According to a press release from the video game manufacturer, “The integrated marketing campaigns on track to launch in June for both Beijing 2008 and Sonic at the Olympics feature short codes on print and online advertisements that consumers can interact with by using their cell phones.” As it stands, other potential mega-hit games on the backburner for this year include “Sonic the Hedgehog 2,” “Crazy Taxis,” and “Sonic Spinball.”
“Mobile phones are like traveling advertising and marketing tools,” says Carrie Cowan, director of mobile marketing at Sega of America, San Francisco. “Most people have one in their pocket.”
To date, Sega has experienced “moderate success,” in their mobile marketing endeavors, but this summer will mark Sega’s first “full scale” mobile marketing campaign intending to foster a one-on-one connection with consumers that will hopefully create a “unique opportunity,” that is, an increased number of ways to successfuly integrate mobile marketing with other media and services. “One under consideration,” says Cowan, “is a subscription-based service for mobile games. The challenge, however, becomes how to bill it – directly or through wireless carriers.”
Fortunately for Sega, the multimedia faculties of the iPhone, for example, are comparable to those of the popular Sony portable gaming console known as the PSP. This affords an outstanding opportunity for game manufacturers and developers like Sega to create “feature-rich games specifically for this device.” Best of all for both mobile gamers and manufacturers, new interfaces on phones allow game makers to branch out from the uncomfortable 12-key number pad and navigation toggle. According to Cowan, Sega has “already built a prototype version of Super Monkey Ball for the iPhone and iPod Touch that uses the iPhone’s accelerometer as a way to interface with the game by tilting the device from side to side.”

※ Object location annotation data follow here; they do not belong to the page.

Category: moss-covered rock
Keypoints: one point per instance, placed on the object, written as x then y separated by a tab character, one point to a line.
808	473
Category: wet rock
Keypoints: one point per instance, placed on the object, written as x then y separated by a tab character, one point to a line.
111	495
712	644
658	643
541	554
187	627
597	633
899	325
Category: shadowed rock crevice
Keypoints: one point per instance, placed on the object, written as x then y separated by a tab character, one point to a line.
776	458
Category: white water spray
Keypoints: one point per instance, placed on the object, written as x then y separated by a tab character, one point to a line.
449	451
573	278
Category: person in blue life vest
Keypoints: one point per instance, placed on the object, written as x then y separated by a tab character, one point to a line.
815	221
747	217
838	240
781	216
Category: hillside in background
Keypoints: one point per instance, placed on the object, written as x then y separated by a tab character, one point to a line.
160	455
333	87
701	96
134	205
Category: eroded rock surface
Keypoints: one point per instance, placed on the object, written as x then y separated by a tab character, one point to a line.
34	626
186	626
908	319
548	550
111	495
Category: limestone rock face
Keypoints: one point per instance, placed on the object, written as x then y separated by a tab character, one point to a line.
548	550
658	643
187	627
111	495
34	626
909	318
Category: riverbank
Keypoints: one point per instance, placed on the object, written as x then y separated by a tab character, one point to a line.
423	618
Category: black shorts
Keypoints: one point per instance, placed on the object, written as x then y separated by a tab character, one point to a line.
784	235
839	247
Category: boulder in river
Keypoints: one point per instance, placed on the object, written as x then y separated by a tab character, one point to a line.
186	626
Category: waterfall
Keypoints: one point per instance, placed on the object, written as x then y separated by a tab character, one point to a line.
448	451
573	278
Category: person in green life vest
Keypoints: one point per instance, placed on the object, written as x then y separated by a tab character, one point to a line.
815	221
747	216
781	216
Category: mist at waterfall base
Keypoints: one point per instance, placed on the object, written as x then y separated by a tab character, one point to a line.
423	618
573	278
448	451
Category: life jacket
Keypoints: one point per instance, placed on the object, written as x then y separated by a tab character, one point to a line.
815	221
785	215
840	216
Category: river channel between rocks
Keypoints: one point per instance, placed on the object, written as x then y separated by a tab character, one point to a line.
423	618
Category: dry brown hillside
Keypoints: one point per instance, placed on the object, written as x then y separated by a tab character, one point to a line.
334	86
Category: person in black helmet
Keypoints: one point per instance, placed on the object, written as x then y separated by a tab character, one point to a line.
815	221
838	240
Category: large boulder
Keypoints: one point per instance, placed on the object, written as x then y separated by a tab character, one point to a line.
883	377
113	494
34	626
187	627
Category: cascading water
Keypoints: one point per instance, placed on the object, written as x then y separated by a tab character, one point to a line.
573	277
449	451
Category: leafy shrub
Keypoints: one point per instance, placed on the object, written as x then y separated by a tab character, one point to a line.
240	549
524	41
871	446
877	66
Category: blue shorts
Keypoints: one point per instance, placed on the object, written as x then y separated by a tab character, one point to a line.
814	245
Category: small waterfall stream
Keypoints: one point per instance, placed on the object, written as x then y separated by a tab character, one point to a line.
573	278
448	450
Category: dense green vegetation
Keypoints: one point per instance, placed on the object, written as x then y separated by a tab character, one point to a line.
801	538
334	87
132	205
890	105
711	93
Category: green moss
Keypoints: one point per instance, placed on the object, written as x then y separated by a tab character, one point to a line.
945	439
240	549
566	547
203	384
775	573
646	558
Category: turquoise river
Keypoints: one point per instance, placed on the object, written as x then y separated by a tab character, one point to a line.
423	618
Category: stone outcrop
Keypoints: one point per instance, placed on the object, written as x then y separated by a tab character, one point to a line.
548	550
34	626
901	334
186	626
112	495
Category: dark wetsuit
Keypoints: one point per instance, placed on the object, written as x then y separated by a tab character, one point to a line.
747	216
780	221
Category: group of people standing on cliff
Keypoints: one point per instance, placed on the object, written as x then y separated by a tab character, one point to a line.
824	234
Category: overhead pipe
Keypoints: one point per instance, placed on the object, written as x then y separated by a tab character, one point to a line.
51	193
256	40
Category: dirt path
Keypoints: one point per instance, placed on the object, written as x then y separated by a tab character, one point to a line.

Unfortunately, marketing to avid video gamers who tend to favor mobile video games has been particularly challenging. AT&T, Verizon, Virgin Mobile and T-Mobile are renowned for trying to keep consumer data “highly confidential,” which, in turn, makes it painfully difficult for game makers like Sega to figure out what gamers like and how their preferences are changing. “It’s difficult to market to customers you don’t know,” says Cowan, “because carriers don’t dig deep enough.”